Die Pfadhelfer arbeiten rein lexikalisch. Sie loesen keine symbolischen Links auf und verlangen nicht, dass Pfade existieren:

  • absolutize_lexical(path)
  • normalize_lexical(path)
  • resolve_include_path(parent_path, include_path)

GitHub Pages

English | 中文 | 日本語 | 한국어 | Français | Deutsch | Español | Português | Svenska | Suomi | Nederlands

Dieses Repository veroeffentlicht das Handbuch mit mdBook und GitHub Pages.

Die Handbuecher der einzelnen Sprachen sind eigenstaendige mdBook-Projekte. Jede Sprache hat ihr eigenes SUMMARY.md, sodass die linke Seitenleiste nur Seiten der aktuellen Sprache enthaelt:

manual/
  en/
    book.toml
    SUMMARY.md
    introduction.md
    quick-start.md
    ...
  zh/
    book.toml
    SUMMARY.md
    introduction.md
    quick-start.md
    ...
  ja/
    book.toml
    SUMMARY.md
    introduction.md
    quick-start.md
    ...

Lokal bauen mit:

scripts/publish-pages.sh

Die erzeugte Site wird hier geschrieben:

target/mdbook

Veroeffentlichungsworkflow

Der Workflow in .github/workflows/pages.yml laeuft bei Pushes nach main und bei manueller Ausloesung. Er:

  1. Checkt das Repository aus.
  2. Installiert mdBook.
  3. Fuehrt scripts/publish-pages.sh aus.
  4. Laedt target/mdbook als Pages-Artefakt hoch.
  5. Stellt das Artefakt auf GitHub Pages bereit.

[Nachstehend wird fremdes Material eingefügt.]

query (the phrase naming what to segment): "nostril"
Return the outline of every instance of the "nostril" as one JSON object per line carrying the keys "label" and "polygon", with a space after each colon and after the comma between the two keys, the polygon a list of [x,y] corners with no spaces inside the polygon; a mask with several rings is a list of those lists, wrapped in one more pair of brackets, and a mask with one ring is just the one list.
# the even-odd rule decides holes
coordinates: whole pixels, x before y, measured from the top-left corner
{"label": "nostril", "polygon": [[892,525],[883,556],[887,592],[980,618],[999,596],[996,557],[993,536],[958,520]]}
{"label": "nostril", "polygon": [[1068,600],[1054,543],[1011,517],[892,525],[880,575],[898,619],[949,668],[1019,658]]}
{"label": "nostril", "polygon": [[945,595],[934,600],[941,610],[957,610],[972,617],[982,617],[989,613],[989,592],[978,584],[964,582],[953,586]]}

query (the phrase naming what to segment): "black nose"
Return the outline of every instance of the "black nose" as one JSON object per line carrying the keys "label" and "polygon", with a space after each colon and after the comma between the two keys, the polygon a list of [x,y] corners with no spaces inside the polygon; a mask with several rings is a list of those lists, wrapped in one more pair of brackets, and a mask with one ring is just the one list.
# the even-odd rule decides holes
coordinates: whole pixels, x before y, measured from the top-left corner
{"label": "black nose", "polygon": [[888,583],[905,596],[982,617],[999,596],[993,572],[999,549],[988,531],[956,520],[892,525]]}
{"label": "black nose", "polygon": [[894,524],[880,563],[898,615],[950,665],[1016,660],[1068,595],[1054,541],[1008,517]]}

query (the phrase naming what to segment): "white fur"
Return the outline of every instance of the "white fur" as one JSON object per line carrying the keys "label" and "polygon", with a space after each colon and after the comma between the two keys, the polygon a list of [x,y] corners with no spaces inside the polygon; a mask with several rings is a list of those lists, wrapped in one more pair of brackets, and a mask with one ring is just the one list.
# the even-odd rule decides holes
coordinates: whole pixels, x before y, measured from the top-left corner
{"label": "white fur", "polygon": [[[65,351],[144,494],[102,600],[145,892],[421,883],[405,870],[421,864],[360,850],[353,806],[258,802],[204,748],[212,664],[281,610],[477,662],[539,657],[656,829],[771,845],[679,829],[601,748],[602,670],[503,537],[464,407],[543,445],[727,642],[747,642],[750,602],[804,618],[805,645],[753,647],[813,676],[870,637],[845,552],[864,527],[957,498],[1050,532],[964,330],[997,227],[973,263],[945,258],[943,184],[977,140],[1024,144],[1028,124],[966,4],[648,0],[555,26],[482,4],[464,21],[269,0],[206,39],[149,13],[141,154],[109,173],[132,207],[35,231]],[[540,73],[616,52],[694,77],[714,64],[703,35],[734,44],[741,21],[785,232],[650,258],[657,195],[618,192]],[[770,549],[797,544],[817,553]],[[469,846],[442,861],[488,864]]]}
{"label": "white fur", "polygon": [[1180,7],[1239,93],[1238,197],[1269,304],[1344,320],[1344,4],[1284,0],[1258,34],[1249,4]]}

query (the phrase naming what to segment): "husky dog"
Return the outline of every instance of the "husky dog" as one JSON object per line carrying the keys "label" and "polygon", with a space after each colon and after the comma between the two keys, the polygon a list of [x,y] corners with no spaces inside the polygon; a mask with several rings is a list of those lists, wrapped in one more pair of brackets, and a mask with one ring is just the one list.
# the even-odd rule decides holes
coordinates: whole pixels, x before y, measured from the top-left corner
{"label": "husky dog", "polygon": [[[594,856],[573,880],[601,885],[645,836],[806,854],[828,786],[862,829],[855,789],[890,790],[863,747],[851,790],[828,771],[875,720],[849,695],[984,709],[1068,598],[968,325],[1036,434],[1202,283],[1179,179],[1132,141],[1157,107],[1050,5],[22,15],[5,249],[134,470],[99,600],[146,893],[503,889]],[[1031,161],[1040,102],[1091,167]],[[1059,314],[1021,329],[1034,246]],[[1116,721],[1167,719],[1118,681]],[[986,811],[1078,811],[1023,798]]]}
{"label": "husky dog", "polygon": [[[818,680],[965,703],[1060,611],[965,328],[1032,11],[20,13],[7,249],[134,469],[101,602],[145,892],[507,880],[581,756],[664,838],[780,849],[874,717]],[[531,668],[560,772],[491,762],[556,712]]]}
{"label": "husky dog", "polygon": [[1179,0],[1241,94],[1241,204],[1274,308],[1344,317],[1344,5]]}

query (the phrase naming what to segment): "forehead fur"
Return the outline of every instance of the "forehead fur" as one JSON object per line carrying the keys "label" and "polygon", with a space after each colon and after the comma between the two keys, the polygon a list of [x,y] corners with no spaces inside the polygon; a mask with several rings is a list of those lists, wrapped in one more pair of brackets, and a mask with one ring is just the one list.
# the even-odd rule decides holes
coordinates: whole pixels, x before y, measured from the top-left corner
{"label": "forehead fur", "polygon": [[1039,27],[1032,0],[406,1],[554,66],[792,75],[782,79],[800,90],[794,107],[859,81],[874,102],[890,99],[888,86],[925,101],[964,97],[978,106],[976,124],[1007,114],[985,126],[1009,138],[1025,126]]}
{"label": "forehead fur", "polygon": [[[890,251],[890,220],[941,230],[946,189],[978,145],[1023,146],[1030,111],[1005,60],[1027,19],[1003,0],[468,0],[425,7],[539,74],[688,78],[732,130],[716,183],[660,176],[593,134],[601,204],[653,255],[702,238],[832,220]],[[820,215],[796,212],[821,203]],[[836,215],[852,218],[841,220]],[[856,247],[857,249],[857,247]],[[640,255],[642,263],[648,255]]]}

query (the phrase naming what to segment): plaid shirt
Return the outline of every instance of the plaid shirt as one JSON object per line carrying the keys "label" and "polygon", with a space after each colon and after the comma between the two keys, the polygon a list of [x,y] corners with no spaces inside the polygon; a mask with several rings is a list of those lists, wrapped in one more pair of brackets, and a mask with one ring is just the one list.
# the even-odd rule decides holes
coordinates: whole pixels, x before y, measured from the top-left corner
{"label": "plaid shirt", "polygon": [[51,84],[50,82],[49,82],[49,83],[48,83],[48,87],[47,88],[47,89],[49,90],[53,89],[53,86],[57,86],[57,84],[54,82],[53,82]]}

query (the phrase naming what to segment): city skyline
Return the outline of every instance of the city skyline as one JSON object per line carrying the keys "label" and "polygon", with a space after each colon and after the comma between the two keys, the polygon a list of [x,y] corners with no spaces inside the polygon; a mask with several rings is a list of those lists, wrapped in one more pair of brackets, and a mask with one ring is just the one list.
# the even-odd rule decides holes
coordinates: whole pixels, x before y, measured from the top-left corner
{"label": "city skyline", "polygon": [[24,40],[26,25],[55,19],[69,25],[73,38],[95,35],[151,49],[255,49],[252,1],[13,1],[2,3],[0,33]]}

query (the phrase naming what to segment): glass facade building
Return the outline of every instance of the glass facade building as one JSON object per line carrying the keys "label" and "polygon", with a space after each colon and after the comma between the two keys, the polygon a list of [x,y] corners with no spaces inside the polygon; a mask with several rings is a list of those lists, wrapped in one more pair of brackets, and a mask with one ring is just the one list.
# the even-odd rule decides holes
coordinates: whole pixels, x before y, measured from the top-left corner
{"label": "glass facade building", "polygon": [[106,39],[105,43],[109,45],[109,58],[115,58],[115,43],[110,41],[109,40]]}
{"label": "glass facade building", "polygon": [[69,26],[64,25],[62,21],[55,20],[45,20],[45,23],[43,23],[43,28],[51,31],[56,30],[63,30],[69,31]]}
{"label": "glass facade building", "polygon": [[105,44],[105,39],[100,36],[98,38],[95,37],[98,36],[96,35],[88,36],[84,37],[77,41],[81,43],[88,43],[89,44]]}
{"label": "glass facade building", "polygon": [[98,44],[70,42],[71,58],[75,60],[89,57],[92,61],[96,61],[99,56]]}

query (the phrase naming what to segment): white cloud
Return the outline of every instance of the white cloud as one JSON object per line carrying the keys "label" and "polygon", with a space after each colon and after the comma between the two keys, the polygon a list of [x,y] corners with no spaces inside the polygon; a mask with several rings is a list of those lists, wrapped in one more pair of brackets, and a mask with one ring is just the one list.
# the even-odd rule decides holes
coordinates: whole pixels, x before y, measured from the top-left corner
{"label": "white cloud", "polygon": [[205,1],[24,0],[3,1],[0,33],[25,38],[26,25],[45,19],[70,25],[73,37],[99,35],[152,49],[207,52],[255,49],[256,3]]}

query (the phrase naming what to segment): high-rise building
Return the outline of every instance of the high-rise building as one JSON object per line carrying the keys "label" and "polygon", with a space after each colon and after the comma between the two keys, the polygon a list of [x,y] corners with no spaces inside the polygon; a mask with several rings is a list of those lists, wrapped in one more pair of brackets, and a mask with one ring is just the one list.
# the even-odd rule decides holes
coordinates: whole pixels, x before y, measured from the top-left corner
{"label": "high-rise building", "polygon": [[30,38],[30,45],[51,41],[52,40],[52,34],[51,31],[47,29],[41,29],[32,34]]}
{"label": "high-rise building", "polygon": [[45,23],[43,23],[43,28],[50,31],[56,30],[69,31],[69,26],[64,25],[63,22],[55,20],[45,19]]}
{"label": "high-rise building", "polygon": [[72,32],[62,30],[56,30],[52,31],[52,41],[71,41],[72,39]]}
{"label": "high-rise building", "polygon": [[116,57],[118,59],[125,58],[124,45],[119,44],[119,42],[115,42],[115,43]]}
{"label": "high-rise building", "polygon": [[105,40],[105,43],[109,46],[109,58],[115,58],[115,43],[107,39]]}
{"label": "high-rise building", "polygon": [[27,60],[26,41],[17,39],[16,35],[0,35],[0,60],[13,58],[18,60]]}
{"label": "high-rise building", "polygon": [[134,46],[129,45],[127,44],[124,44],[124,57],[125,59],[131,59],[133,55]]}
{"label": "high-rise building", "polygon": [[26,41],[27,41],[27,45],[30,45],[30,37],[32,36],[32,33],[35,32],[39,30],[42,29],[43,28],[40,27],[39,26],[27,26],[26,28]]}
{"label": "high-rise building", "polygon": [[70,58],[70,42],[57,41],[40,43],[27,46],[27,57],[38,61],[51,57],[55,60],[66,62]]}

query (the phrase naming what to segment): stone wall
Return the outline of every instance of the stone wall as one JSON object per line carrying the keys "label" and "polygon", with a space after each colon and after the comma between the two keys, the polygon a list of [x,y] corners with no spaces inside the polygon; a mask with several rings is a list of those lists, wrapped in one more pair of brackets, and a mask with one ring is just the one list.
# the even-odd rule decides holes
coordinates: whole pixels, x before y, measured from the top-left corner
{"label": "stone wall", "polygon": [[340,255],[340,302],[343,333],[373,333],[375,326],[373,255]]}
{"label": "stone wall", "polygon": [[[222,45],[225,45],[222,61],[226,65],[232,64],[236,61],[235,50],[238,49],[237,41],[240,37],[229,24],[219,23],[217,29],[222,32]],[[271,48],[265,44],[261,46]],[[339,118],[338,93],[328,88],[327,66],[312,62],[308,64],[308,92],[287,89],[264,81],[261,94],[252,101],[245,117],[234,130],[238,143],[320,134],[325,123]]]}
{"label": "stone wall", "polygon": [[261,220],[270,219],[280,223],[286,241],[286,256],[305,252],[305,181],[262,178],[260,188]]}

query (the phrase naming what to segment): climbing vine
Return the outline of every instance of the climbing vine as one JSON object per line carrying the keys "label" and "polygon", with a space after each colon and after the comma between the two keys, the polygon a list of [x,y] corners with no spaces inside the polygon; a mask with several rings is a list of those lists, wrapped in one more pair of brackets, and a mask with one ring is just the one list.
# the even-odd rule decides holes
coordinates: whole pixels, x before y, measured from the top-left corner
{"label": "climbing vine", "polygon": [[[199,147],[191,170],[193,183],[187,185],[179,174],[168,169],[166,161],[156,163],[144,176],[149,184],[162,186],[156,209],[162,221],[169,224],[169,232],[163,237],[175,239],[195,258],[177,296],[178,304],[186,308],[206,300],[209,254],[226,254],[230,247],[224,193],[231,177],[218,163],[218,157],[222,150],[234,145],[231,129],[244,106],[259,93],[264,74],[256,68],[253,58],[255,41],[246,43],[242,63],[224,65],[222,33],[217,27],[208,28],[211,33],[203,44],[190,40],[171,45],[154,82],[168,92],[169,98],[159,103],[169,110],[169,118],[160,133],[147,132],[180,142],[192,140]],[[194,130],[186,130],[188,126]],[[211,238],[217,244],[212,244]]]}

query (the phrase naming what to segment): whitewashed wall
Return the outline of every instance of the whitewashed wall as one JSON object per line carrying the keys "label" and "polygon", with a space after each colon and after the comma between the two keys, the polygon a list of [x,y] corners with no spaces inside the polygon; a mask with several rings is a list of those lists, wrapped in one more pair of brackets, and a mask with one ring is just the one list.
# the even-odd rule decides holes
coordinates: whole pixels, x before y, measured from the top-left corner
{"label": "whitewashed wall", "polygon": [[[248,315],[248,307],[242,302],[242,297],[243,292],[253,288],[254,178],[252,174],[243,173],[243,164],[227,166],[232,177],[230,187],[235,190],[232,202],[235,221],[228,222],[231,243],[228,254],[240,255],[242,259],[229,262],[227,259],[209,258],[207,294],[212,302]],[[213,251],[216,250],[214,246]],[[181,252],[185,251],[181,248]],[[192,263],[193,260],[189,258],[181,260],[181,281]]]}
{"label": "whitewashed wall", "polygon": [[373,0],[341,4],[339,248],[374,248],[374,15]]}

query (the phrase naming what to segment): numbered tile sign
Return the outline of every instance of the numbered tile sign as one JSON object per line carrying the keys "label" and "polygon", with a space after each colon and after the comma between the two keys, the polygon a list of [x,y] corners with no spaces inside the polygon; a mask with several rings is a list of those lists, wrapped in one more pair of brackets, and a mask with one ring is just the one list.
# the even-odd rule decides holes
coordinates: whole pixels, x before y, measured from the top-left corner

Die veroeffentlichte URL ist:

https://developerworks.github.io/rust-config-tree/

Crate-Release

Fuer den vollstaendigen Ablauf aus Commit, Push, Pages-Deploy und Crate-Veroeffentlichung:

scripts/release.sh --execute --message "Release 0.1.3"

Verwende den Crate-Release-Helfer aus dem Repository-Root:

scripts/publish-crate.sh

Der Standardmodus fuehrt Pruefungen und cargo publish --dry-run aus. Zum Veroeffentlichen auf crates.io nach erfolgreichen Pruefungen. Wenn die aktuelle Version bereits auf crates.io existiert, erhoeht das Skript automatisch die Patch-Version:

scripts/publish-crate.sh --execute

Die Skriptnutzung ist in scripts/README.md zusammengefasst.